Festa Junina no Instituto do Rim anima pacientes

Festa anima pacientes, que dançam com funcionárias do local – Foto: Clodoaldo Bonete/Tasabendo.com

O mês de junho é sempre aguardado com expectativa pelos pacientes que realizam o tratamento de hemodiálise no Instituto do Rim em Campo Mourão.

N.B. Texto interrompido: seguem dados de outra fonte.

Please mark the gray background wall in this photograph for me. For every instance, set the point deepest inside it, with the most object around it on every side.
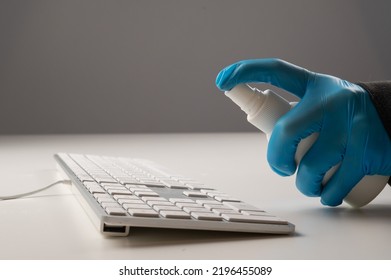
(149, 66)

É que todo ano, no mês junino, acontece a tradicional Festa Junina entre os cerca de 150 pacientes atendidos no local.

Quem aprecia mais a festa já vem vestido a caráter, inclusive a equipe administrativa, técnicos e enfermeiros do Instituto do Rim, que trocam o jaleco branco pela roupa xadrez. A festa junina, criada há dez anos, é uma forma de propiciar momentos de descontração e confraternização entre o grupo, que por se encontrar toda semana no local já mantém laços antigos de amizade.

Músicos com viola, violão e gaita animam a festança, que também oferece doces para todos, por meio de parceiros, que preferem não ser identificados. Antonio José da Silva, 63 anos, faz o tratamento de hemodiálise há dez meses e gostou da festa. “Para mim foi uma novidade boa e vejo que todos gostam. Como gosto de cantar e tocar sanfona, já aqueci um pouco a voz antes de iniciar a sessão de hemodiálise”, disse ele.

São dois dias de festa para atender a todos os pacientes. A assistente social do Instituto do Rim, Nilza Josefina de Oliveira disse que a festa virou tradição por conta do entusiasmo de todos. “Quando iniciamos, até tivemos certo receio de que não desse certo, mas a aceitação e satisfação de todos foi tão grande, que a festa junina já entrou no 10º ano. É uma forma de trazer alegria a eles, e elevar a autoestima, já que todos vivem uma rotina dura de tratamento. Alguns até pedem para que a festa seja realizada mais vezes ao ano”, conta ela.

O cadeirante Cleiberton Ruela, de 39 anos, é atendido há um ano no Instituto do Rim e participa pelo segundo ano da festa junina. Hoje ele já veio trajado de caipira e no clima da festa. “Vim de ‘cumpadre’ para arrumar uma prenda”, brinca. Ele considera o evento importante para os pacientes. “Vejo essa festa com uma forma de tornar o tratamento menos agressivo, pelo menos por um dia.”